AB - Selon la DARES et le Forum des droits sur l'Internet, 7% des salariés français pratiquent le télétravail nomade ou à domicile, si l'on y ajoute les indépendants, la proportion doit être bien plus élevée. Pensez-vous que ce soit une révolution ?

FD - Une évolution plutôt. Il s'agit, au départ, d'une somme de progrès techniques qui ouvrent le champ des possibilités d'organisation personnelle. C'est un rapport de confiance qui s'installe entre les donneurs d'ordres et les productifs.

Depuis que je travaille à domicile, j'ai le sentiment de travailler moins et de produire plus, ou plus efficacement, d'avoir plus de temps... Le trajet domicile-travail est instantané !

A mon sens l'amélioration notable est que l'exigence de méthode devient une exigence personnelle de résultat. Peu importe de commencer à 9h le matin ou de déjeuner en une heure, pourvu que le travail soit bien fait, rendu à bonne échéance.

Néanmoins, cela comporte également ses chimères et ses dangers. Pour commencer, le télétravail peut être perturbant, un cadre important de la vie sociale est à réinventer. La question de la motivation n'est pas sans poser problème.

Ensuite, il y a un manque de synergie. On apprend moins que lorsque l'on est dans une équipe de 20 personnes, c'est évident.

A mon sens, cet isolement pose un problème de plus, celui du respect du code du travail. L'organe syndical et les collègues sont là mais pas à portée de main. Cela peut entraîner une plus grande dépendance au travail, ce qui n'est pas le but.

Je connais quelques personnes dans ce cas et, croyez-moi, on ne peut parler ici, ni de modernité ni même d'évolution. En fait, l'aspect humain n'arrive pas toujours à suivre le rythme de progression du numérique.

Tout cela entraîne de nouveaux réflexes, le premier est plutôt positif : L'individu devient média. Dans sa façon de rendre son boulot il injecte plus d'aspects personnels, ne serait-ce que du fait qu'il n'est plus dans un milieu, un local purement dédié au travail. De ce point de vue, c'est probablement plus enrichissant.

Et puis il existe plusieurs métiers pour lesquels l'indépendance n'est pas nouvelle ! J'ai un ami qui règle les balances de pesage un peu partout en France. Lui aussi dispose d'une vraie latitude dans son organisation, il en est très heureux et ne conçoit pas de retour en arrière. On peut dire que ce type de travail "nomade" n'a rien d'inédit dans les métiers d'agents techniques.

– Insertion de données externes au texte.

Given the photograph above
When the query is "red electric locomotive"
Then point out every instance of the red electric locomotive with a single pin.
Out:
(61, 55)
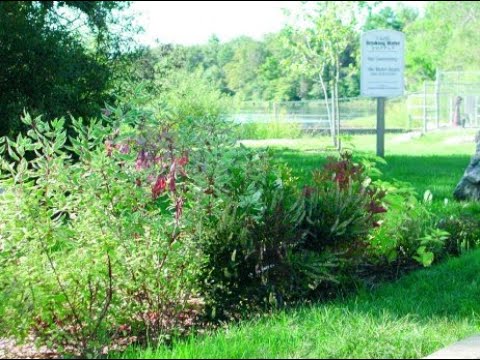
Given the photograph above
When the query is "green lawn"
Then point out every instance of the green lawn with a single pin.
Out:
(411, 318)
(416, 316)
(433, 162)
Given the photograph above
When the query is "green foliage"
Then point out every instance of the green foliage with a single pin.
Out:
(50, 68)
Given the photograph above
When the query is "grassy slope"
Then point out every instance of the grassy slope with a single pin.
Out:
(434, 162)
(412, 318)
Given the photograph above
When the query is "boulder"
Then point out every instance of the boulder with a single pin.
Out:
(469, 187)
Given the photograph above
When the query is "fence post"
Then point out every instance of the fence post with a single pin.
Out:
(425, 114)
(381, 127)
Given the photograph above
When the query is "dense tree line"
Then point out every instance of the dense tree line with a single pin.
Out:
(70, 57)
(58, 58)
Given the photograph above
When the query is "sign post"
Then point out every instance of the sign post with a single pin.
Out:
(382, 72)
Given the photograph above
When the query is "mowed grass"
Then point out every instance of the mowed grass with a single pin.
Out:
(416, 316)
(434, 162)
(411, 318)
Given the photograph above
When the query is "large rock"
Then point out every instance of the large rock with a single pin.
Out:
(469, 186)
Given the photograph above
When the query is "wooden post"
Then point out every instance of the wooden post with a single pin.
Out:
(425, 113)
(381, 127)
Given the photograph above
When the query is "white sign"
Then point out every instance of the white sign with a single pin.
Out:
(383, 63)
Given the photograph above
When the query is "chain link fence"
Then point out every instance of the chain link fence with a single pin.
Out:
(452, 100)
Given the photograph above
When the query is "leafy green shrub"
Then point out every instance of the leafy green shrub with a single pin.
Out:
(462, 223)
(248, 240)
(342, 207)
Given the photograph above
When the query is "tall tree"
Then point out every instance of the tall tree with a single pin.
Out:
(322, 34)
(56, 58)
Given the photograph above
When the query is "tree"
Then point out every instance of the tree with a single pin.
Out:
(321, 36)
(58, 57)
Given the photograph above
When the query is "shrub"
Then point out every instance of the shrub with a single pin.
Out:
(342, 207)
(94, 251)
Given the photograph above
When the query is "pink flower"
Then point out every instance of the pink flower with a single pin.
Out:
(159, 187)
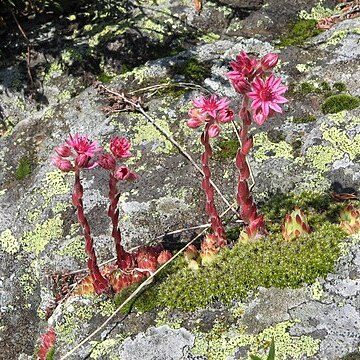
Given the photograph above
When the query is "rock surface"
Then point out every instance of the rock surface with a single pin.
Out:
(38, 235)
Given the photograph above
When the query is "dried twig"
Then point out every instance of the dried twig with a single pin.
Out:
(136, 105)
(148, 281)
(28, 48)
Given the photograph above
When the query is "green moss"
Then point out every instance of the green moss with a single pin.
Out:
(24, 168)
(271, 262)
(336, 103)
(9, 243)
(228, 149)
(318, 207)
(304, 119)
(339, 86)
(301, 31)
(192, 70)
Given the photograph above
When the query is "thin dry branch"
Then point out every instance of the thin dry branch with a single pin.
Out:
(137, 106)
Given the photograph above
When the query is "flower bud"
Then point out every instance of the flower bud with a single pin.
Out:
(107, 161)
(164, 257)
(269, 61)
(62, 164)
(120, 147)
(124, 173)
(63, 151)
(82, 160)
(225, 115)
(214, 130)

Le télétravail est un processus enclenché depuis plus longtemps que les "nouvelles technologies". Grâce à elles, il peut maintenant être généralisé et facilité. Cela va changer pas mal de choses, sans doute plus dans la forme que dans le fond. Un exemple concret : Nous réalisons cet entretien à distance, en vis-à-vis j'aurais exprimé les mêmes idées mais différemment.

AB - Quelle est votre vision de l'avenir numérique, un cauchemar Orwellien ou l'univers des possibles ?

FD - Je n'y vois pas un bouleversement radical car le progrès technologique va plus vite que l'évolution des mentalités. Culturellement nous ne sommes pas capables d'évoluer aussi vite. L'évolution se fera au rythme des mentalités.

Preuve en est les conditions de travail dans feu les start-up. Censées être à la pointe de la modernité, elles ont été pour la plupart le théâtre d'un mépris avéré de l'individu. A l'inverse d'autres exemples plus positifs.

Je pense notamment à ces entreprises en faillite reprises par leurs employés en Argentine sur un système d'autogestion et de cooptation. Ces sociétés sont remises en état de marche, elles trouvent informations, soutien, collaboration par l'Internet. Le système se généralise par les réseaux, le numérique est un outil.

Le "cauchemar Orwellien", c'est la romantisation du numérique. Ne nous inscrivons pas dans ce cercle vicieux. Il faut lutter, parfois aller à contre courant. Heureusement, le numérique a déjà démontré qu'il permet de mieux se réunir, de mieux se faire entendre. C'est un facteur équilibrant et, jusqu'ici, assez libertaire.

AB - Fabrice Depoix, je vous remercie.